9. Tracking recompilation in production

  • TORCH_LOGS=recompiles - prints failing guard on each recompile.
  • TORCH_TRACE=/tmp/tracedir + tlparse /tmp/tracedir - full HTML report.
  • torch._dynamo.utils.counters["frames"]["ok"] - identifies which steps trigger compilation:
import torch._dynamo.utils as dynamo_utils
before = dynamo_utils.counters["frames"]["ok"]
out = model(x)
after = dynamo_utils.counters["frames"]["ok"]
if after > before:
    print(f"Step {step}: compiled {after - before} new frame(s)")

10. Implications for long runs

Before: every cadence boundary (steps 12, 24, 36, …) risked flipping a closure guard → full recompile. On a 10,000-step run at cadence-12, potentially 800+ recompilations.

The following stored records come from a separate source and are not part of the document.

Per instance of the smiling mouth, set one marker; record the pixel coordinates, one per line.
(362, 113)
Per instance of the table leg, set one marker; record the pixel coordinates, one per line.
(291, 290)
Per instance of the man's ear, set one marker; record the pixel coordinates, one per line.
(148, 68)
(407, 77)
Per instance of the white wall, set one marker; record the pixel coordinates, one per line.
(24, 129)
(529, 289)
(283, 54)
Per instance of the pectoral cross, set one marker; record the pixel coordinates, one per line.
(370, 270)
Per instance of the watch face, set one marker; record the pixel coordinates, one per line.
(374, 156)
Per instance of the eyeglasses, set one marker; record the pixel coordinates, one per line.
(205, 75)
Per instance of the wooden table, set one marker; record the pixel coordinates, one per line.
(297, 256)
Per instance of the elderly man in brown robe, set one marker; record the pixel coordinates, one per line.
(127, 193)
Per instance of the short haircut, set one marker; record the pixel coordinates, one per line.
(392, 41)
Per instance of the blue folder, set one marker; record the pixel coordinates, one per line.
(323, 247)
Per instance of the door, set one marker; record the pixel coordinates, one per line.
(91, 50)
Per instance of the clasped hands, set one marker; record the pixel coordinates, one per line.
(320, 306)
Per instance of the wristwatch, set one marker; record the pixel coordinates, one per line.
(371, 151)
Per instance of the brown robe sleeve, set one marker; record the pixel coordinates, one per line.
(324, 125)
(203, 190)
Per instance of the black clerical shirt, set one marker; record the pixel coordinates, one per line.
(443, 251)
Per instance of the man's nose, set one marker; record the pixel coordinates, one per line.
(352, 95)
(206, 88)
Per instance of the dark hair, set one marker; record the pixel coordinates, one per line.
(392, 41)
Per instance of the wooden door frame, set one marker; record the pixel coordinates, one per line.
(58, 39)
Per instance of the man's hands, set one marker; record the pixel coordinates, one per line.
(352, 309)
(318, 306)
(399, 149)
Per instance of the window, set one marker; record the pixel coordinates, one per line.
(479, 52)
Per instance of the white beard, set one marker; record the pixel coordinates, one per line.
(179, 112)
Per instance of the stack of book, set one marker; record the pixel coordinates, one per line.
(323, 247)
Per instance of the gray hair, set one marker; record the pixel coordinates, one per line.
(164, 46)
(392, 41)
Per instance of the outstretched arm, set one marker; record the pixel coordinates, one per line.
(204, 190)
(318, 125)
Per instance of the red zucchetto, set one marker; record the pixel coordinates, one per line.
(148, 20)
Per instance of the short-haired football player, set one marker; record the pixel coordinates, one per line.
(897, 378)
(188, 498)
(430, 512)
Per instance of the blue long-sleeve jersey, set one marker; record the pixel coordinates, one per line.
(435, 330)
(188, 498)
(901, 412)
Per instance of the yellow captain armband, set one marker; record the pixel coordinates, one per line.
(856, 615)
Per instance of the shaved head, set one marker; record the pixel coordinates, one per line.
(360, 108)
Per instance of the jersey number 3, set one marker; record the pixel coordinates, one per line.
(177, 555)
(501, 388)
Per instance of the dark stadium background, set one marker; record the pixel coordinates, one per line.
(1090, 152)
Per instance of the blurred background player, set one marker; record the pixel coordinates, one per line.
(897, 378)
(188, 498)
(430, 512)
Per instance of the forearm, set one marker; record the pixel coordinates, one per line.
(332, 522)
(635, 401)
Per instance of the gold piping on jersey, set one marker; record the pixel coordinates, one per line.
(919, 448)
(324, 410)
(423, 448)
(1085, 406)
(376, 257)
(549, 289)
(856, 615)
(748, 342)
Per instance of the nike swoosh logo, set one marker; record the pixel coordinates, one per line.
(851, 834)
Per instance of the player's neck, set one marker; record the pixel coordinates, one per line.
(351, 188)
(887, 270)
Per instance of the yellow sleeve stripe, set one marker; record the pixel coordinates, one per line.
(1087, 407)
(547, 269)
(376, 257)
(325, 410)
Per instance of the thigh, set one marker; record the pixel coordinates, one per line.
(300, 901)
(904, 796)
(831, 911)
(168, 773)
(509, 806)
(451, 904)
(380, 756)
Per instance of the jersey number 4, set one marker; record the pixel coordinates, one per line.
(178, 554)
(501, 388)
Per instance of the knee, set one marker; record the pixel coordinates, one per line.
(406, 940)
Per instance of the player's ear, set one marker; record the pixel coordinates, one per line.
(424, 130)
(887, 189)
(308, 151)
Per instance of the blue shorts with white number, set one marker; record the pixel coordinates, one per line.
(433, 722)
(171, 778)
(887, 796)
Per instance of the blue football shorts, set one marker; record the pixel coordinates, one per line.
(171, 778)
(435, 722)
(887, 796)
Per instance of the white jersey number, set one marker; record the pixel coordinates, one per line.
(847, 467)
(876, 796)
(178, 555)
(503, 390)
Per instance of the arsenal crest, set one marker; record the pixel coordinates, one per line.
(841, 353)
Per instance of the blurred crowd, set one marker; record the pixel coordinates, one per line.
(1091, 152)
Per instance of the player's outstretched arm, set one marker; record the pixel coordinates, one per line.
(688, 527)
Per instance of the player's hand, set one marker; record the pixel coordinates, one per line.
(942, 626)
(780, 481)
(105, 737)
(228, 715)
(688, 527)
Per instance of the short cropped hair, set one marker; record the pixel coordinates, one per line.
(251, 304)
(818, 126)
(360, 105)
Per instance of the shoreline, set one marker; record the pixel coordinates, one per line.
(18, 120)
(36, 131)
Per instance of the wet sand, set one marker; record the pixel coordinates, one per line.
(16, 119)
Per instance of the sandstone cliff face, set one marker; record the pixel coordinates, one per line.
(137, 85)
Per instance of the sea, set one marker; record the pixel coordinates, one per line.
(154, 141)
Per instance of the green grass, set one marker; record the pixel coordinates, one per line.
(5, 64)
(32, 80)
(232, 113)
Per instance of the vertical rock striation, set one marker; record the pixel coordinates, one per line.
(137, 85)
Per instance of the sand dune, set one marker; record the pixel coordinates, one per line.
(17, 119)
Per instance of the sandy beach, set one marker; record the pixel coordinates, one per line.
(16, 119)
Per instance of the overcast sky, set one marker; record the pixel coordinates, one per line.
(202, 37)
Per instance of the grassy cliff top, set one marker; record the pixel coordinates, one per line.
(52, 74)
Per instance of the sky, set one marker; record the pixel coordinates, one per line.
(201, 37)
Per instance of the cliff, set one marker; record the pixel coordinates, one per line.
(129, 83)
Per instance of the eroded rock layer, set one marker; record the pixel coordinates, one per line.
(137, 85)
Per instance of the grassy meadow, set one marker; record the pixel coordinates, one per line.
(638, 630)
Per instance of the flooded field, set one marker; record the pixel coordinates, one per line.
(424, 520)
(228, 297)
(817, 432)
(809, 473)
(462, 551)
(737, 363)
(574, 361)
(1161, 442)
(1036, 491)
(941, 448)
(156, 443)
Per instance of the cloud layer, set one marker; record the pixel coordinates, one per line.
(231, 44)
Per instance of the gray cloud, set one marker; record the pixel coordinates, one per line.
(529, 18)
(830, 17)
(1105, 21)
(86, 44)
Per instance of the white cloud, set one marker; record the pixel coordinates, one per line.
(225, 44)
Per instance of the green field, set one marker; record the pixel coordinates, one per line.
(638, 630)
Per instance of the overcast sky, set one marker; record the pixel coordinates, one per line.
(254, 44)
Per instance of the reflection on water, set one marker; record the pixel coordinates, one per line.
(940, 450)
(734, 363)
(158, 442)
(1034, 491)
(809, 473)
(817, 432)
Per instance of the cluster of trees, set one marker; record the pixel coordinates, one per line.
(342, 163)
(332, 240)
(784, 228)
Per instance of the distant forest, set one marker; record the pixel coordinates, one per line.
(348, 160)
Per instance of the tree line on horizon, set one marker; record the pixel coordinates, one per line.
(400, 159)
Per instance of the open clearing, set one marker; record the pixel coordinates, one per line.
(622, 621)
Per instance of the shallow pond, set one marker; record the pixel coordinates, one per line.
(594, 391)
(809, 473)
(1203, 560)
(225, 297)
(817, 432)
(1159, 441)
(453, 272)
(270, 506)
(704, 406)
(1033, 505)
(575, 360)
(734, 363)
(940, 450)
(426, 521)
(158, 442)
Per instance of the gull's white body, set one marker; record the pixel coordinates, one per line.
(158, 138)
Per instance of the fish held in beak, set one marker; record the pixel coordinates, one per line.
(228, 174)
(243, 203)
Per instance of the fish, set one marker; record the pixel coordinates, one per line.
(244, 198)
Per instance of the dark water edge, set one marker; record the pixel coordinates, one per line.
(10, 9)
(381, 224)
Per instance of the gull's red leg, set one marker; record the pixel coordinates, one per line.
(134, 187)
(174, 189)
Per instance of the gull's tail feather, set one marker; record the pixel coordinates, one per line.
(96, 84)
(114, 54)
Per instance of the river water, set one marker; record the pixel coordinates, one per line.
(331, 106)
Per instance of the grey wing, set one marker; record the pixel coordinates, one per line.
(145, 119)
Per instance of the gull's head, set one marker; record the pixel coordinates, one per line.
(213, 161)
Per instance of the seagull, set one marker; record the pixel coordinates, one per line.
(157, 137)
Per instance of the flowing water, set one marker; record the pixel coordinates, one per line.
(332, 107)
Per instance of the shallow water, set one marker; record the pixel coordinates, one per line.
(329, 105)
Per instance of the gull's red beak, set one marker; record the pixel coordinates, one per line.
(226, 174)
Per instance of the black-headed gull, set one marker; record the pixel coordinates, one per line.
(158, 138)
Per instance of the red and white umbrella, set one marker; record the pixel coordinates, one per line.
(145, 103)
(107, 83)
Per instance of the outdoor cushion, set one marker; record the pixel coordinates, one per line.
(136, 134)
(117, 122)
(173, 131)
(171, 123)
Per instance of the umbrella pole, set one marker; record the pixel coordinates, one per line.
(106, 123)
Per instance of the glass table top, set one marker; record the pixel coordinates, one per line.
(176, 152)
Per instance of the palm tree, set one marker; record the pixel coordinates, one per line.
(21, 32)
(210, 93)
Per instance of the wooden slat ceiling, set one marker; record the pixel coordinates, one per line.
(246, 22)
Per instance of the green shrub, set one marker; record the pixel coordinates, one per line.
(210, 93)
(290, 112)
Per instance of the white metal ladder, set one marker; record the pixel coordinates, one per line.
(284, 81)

After: guards no longer depend on mutable hook state. Compilation is a one-time warmup cost, amortizes to zero.


11. Takeaways

  1. fullgraph=True does not prevent recompilation. Guard failures restart compilation regardless.
  2. Hooks run inside the compiled region. Mutable state they close over = guaranteed recompile when it mutates.
  3. @torch._dynamo.disable on hook bodies is the blunt-but-correct fix. Accept the graph break; keep fullgraph=False.
  4. Pre-materialize buffers. Lazy reassignment in forward triggers shape-guard recompiles.
  5. tlparse recompile reasons name the exact guard with file and line. Read the guard; don’t guess.
  6. Frame count matters, cache state doesn’t. Target: one frame, compiled once.

Artifacts

  • W&B runs: 9s1nfa9e, nnees7u2, 0n8chzxe, 1z8r401d in ashwin-ms-does-ai/transformer-room-baseline
  • Local tlparse: tl_out/, tl_out_full_graph/, tl_out_pos-enc-fix/, tl_out_diabled_dynamo/, tl_out_diabled_dynamo_attn_entropy/
  • Modified: src/components/positional/positional_encoder.py, src/training/metrics/plugins/forward_hook_metrics.py
  • Reference: torch.compile, the missing manual (Ed Yang, Jul 2024)

Resources to read, in order

1. Start here - the official conceptual overview: https://pytorch.org/docs/stable/torch.compiler_deepdive.html

This explains TorchDynamo (the Python bytecode tracer), AOTAutograd (how backward graphs are compiled separately from forward), and Inductor (the backend). The key insight is that the compiler stack is layered:

  • Dynamo traces Python bytecode and extracts sub-graphs
  • AOTAutograd uses those graphs to generate both fwd and bwd graphs ahead of time
  • Inductor compiles those to CUDA kernels

fullgraph=True forces Dynamo to emit exactly one graph for the entire function, which then lets AOTAutograd create a clean fwd/bwd pair.

2. Graph breaks - what causes them and how to detect them: https://pytorch.org/docs/stable/torch.compiler_troubleshooting.html

You can run TORCH_LOGS=graph_breaks python train.py to see exactly what’s causing breaks in your training loop. I’d strongly recommend doing this once - it’ll tell you exactly where your metrics code is breaking the graph.

3. The AOTAutograd design doc (deeper, worth reading if you want to understand why bwd is a separate graph): https://pytorch.org/docs/stable/torch.compiler_aot_inductor.html

The punchline: AOTAutograd traces both forward and backward at compile time using a single joint trace, then partitions it into a forward graph (saves activations) and backward graph (uses those saved activations). That’s why in fullgraph=True the backward didn’t retrace - its graph was already fixed at compile time and doesn’t depend on what Python branching happens in the forward at runtime.